Was this the classic case of the sheriff killing the messenger, or was the comptroller’s report on drug-cops project URGENT something more than BS? At this point only The Shadow knows what evil lurks in the hearts of men, and he ain’t talkin’. But it looks to me as though mayhap the sheriff protesteth just a little too much.
That the normally coolheaded and easygoing Van Blarcum was feeling feisty could be seen when he took the podium. The legislature’s monthly session, scheduled to begin at 7 p.m. was, due to the Republican majority’s inability to get its act together, called at 7:34 p.m. Democrats took their seats at least 45 minutes earlier. Assuming courtesy counts, this level of contempt for the public, with no explanations or apologies offered, was annoying. And Van Blarcum was already worked up over the Auerbach report.
Van Blarcum, as sheriff, was given the privilege of the floor to speak to a resolution pertaining to his department, specifically, Auerbach’s report on URGENT, short for Ulster Regional Gang Enforcement Narcotics Team.
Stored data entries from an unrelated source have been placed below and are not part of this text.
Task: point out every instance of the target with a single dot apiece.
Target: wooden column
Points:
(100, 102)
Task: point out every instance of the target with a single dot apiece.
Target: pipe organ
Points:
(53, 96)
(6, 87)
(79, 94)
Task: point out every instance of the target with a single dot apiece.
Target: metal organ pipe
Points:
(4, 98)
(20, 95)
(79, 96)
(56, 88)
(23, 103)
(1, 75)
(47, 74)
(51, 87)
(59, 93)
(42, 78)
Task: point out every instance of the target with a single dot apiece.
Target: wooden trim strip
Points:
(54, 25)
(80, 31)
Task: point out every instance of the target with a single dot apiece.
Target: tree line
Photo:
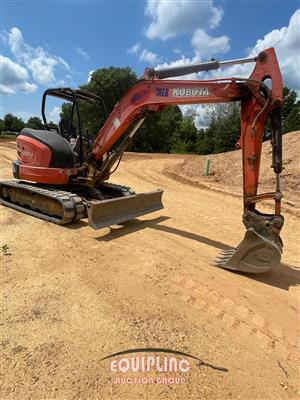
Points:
(168, 131)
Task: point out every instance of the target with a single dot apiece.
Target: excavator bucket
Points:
(255, 254)
(103, 213)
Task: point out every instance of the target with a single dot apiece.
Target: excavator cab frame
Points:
(87, 191)
(73, 96)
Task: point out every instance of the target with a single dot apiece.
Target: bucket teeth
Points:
(255, 254)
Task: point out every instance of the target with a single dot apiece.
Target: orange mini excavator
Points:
(61, 174)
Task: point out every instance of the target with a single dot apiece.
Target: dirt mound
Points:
(226, 169)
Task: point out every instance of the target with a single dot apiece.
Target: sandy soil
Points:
(72, 295)
(226, 172)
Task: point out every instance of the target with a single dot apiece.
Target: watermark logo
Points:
(153, 366)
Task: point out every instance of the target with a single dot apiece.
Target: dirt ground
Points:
(72, 295)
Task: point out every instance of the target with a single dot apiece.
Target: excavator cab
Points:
(70, 128)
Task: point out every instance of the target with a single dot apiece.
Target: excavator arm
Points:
(261, 248)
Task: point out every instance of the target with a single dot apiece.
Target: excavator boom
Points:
(107, 204)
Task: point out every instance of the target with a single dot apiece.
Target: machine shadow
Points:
(136, 225)
(283, 277)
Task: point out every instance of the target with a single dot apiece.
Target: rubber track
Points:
(72, 205)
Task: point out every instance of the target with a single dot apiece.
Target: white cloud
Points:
(90, 75)
(40, 63)
(134, 50)
(144, 55)
(54, 114)
(25, 115)
(181, 62)
(286, 42)
(83, 53)
(206, 45)
(14, 77)
(148, 56)
(172, 18)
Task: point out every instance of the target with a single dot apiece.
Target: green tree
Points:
(185, 137)
(34, 123)
(223, 131)
(110, 84)
(290, 111)
(156, 133)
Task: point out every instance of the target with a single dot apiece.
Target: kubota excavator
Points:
(61, 175)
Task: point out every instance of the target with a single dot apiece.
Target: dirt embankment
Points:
(226, 171)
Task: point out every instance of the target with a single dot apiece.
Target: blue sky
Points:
(57, 43)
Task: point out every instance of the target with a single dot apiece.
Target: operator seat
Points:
(62, 154)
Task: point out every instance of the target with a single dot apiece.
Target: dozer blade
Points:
(255, 254)
(103, 213)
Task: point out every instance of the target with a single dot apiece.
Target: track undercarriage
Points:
(105, 205)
Opening with an edge in his voice, Van Blarcum said, “You’ll be happy to know at the sheriff’s office when we have a meeting at seven o’clock we meet at seven o’clock.”
Ignoring chuckles from clueless legislators, the sheriff launched on the comptroller.
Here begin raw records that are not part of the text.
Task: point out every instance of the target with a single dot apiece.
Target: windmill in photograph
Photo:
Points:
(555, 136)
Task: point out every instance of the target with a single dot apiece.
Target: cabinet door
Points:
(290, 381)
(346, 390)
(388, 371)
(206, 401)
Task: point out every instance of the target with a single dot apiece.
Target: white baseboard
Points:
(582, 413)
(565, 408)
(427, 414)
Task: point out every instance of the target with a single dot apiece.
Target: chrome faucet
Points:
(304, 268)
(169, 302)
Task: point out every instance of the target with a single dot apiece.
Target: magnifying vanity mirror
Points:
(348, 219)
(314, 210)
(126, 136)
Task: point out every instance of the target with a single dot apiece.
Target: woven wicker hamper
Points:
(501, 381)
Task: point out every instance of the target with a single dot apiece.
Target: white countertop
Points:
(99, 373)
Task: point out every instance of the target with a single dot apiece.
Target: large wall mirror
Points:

Waving some papers around, he accused Auerbach of being “unethical, unprofessional and self-serving.” Van Blarcum pulled no punches. “This draft report” about which Auerbach had released a brief press release a few days earlier, “is 12 pages of BS,” he said.
Auerbach, for the second time this year, has raised questions about how the drug-fighting task force called URGENT, was established five years ago, how it was governed and how the booty it confiscated in drug raids was accounted for and distributed to URGENT members. The last is the crux of the matter.
Van Blarcum dismissed the comptroller as being without authority under the charter to investigate URGENT. URGENT’s directors were fully capable of managing their affairs without outside interference, he said. The sheriff also asserted that the comptroller had no authority to impound federal funds, though allowing perhaps that the charter-designated financial watchdog did in fact have the authority to oversee county operations outside federal control.
Division of spoils
Under the rules of engagement, URGENT and other police agencies turn over confiscated property, including cash, to the federal government, which takes 20 percent as a handling charge and determines whether transactions under investigation were in fact drug-related. The monies Auerbach held up briefly in the aftermath of the Tim Matthews probe referred to by Van Blarcum last week amounted to “hundreds of thousands of dollars,” the sheriff said.
Auerbach has also questioned how District Attorney Holley Carnright had worked out an arrangement with the feds whereby he too gets 20 percent of proceeds for services rendered, leaving only 60 percent for the rest of URGENT, which is to say the cops who put their lives on the line raiding drug dens and arresting suspects.
There may be a king-of-the-hill syndrome at play here. The sheriff, district attorney and the comptroller are all independently elected “constitutional officers,” which Van Blarcum has to appreciate given his careful reading of the county charter. The key word here is “independent.” No outside force, except perhaps the county executive (who approves their budgets), has the right to interfere with, much less ask about, internal operations. There is of course long-standing precedent from Washington to Albany that speaks to a separation of powers and a system of mutual oversight.
While the URGENT debate, one complicated by lawyers on both sides, will continue for a while, the sheriff in attacking the comptroller has raised a fundamental issue of civilian control over the armed forces — in this case, the police.
No doubt, the experienced officers supervising URGENT were fully capable of administering the program. “It’s what cops do,” the sheriff said. But that does not suggest that responsible elected officials, town supervisors, mayors, county legislators, the county executive and yea, even the comptroller, should not have oversight.